Abdur Rahman bin Mahdi (rahimahullah) narrates an incident regarding his tutor and mentor Ubaidullah bin Hasan Al-Anbari (rahimahullah), who was among the leading scholars of Basrah. He says: “Once we attended a janaazah at which I asked him a question. He answered the question but he erred in his response. Hence I politely submitted: ‘May Allah shower his mercy onto you and always keep you guided. The ruling here is something else.’” He lowered his head in thought for a moment and then said: “I retract immediately from what I told you initially, even though this retraction may seem outwardly disgraceful. To be apparently disgraced but be on the truth is far more beloved to me than being outwardly honoured but being on falsehood.” (Tahzeebut Tahzeeb vol. 7 pg. 7)

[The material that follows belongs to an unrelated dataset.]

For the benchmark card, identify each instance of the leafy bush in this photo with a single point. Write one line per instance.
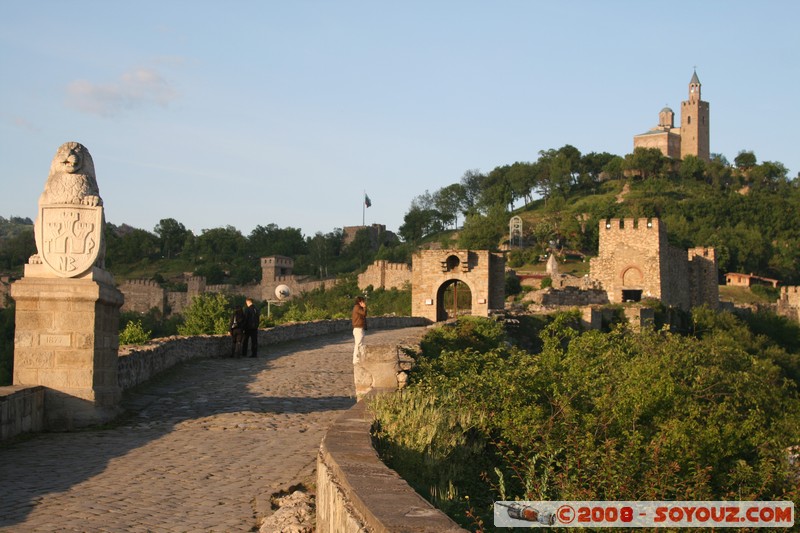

Lesson: The Quraan Majeed clearly highlights this point: “Say, the bad and the good cannot be equal; even though the abundance of the bad may impress you.” (Surah Al-Maaidah, v.100)

What is meant here is that if something is essentially evil and corrupt, its outer glamour will be of no benefit! The reality will soon be exposed. In the above-mentioned incident we see how Ubaidullah bin Hasan (rahimahullah) practically applied this point. He did not try to conceal the error by an outward show of authority and knowledge. He humbled himself and accepted his mistake. This elevated him in honour and respect.